Pierre Louis Buzzi, Picasso et le « viol de la peinture traditionnelle »

Buzzi Pierre-Louis     K-Chartes

Novembre 2011

Dissertation d’Histoire et théorie des arts.

Sujet : Vous analyserez et commenterez cette citation de Picasso par Françoise Gillot dans « Vivre avec Picasso » (1964) : « …Je n’essaye pas d’exprimer la nature mais de travailler comme elle. Et je veux que cet élan intérieur, c’est-à-dire mon dynamisme créateur se présente à celui qui regarde mes toiles sous les traits de la peinture traditionnelle violée »

Tel Janus, le dieu aux deux visages, Picasso semble jongler entre plusieurs caractères. Peintre qui poursuit et applique les idées d’autres peintres, tel Cézanne, mais aussi peintre moderne qui innove aussi bien dans la technique que le sujet.  Cette ambiguïté du personnage se retrouve tout au long de son œuvre.  En effet, Picasso expérimenta, même si lui-même refusait de le reconnaître, à juste titre ? Ainsi, ne préférait-il pas dessiner cent dessins avant de peindre plutôt que de passer des centaines d’heures sur un tableau.

Picasso est considéré comme l’un des plus importants artistes de ce XX° siècle en mouvement. Né en 1881 (date des Pogroms anti-juifs de Russie) et mort en 1973 (date du coup d’Etat de Pinochet au Chili), Picasso a traversé le siècle. Il l’a vécu, l’a perçu, et a peint ce monde en mouvement.
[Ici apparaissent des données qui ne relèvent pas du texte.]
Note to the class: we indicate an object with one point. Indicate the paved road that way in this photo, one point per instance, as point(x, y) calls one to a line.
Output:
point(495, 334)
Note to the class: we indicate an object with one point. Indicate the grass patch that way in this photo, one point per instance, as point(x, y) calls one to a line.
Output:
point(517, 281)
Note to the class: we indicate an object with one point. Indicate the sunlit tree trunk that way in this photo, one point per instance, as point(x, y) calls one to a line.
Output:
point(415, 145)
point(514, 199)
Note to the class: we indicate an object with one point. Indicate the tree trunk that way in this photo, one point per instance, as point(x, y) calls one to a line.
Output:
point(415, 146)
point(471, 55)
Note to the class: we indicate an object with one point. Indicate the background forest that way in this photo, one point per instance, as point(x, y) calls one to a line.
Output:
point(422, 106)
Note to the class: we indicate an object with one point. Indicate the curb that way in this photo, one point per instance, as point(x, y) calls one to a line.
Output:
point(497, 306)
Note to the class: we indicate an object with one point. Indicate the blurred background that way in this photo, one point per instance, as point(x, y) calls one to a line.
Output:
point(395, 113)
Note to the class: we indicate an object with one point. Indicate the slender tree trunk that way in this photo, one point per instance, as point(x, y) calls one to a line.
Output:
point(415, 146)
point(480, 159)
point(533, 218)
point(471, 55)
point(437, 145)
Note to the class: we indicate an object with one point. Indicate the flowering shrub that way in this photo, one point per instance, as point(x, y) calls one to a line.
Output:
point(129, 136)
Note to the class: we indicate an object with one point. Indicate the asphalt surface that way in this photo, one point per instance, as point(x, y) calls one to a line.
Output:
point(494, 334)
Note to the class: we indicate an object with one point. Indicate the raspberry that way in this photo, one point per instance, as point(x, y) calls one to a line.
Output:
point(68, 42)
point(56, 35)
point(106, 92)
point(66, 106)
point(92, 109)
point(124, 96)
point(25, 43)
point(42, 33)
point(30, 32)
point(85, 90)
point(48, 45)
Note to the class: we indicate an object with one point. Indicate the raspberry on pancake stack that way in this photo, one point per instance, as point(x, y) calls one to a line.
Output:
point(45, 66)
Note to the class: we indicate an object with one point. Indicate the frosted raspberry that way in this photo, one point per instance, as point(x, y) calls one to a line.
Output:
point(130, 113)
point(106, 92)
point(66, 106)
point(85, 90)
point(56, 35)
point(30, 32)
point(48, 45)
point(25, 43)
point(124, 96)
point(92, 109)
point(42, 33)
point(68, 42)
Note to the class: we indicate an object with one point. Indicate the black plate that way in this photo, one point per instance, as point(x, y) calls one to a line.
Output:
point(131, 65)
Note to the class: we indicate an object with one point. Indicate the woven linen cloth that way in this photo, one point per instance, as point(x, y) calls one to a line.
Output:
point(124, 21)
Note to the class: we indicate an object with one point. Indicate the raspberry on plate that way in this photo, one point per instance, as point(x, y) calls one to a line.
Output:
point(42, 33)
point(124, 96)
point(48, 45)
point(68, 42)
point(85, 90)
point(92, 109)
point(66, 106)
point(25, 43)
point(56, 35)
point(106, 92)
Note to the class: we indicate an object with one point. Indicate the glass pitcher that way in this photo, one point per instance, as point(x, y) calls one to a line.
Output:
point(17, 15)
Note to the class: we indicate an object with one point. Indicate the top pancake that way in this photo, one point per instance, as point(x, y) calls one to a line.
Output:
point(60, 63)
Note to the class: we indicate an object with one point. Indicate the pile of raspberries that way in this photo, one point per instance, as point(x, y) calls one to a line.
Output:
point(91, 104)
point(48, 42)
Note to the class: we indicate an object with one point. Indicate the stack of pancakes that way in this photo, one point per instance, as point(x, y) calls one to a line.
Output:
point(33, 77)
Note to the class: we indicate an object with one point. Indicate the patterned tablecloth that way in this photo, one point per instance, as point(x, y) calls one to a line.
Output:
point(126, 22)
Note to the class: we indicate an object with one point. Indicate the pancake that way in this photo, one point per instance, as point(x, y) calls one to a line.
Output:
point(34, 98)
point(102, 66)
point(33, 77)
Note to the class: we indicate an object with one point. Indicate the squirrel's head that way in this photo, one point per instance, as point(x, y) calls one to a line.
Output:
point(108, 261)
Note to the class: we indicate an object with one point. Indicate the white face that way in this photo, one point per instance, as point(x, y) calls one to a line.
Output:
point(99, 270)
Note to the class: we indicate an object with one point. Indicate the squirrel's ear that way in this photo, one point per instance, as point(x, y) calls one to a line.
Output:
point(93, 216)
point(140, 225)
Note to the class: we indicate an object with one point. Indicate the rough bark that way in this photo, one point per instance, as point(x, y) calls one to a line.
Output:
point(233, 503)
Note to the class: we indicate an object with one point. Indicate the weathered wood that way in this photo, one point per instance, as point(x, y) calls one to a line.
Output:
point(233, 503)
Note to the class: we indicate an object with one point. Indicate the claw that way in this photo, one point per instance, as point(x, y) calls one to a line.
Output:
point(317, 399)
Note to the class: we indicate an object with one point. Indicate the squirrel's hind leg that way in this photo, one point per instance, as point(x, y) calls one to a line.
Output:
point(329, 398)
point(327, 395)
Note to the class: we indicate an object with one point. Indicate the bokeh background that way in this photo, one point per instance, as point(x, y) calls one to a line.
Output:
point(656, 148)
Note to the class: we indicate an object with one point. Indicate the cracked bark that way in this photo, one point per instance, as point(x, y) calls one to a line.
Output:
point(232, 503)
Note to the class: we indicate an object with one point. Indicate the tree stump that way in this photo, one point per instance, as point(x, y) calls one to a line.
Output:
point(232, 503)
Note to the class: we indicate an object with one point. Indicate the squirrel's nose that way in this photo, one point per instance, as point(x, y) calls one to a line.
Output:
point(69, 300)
Un mouvement politique, de la Première Guerre mondiale aux massacres de la guerre d’Algérie, en passant par la Guerre d’Espagne, ou l’Horreur des camps de la mort, qui le poussera à s’engager au travers de certaines de ses toiles. Un mouvement aussi artistique, qui fait de lui un peintre prolifique avec plus de 50 000 oeuvres cherchant et expérimentant en permanence.

L’artiste espagnol clamait alors « je n’essaye pas d’exprimer la nature mais de travailler comme elle. Et je veux que cet élan intérieur, c’est-à-dire mon dynamisme créateur se présente à celui qui regarde mes toiles sous les traits de la peinture traditionnelle violée ». Cette réflexion du plus grand artiste peintre du XX° siècle, nous invite à nous plonger dans l’essence même du travail du peintre. Dans quelle mesure, peut-on alors dire que Picasso, conservant un certain rapport avec le passé, rompt avec celui-ci, sa peinture traditionnelle et ses normes ?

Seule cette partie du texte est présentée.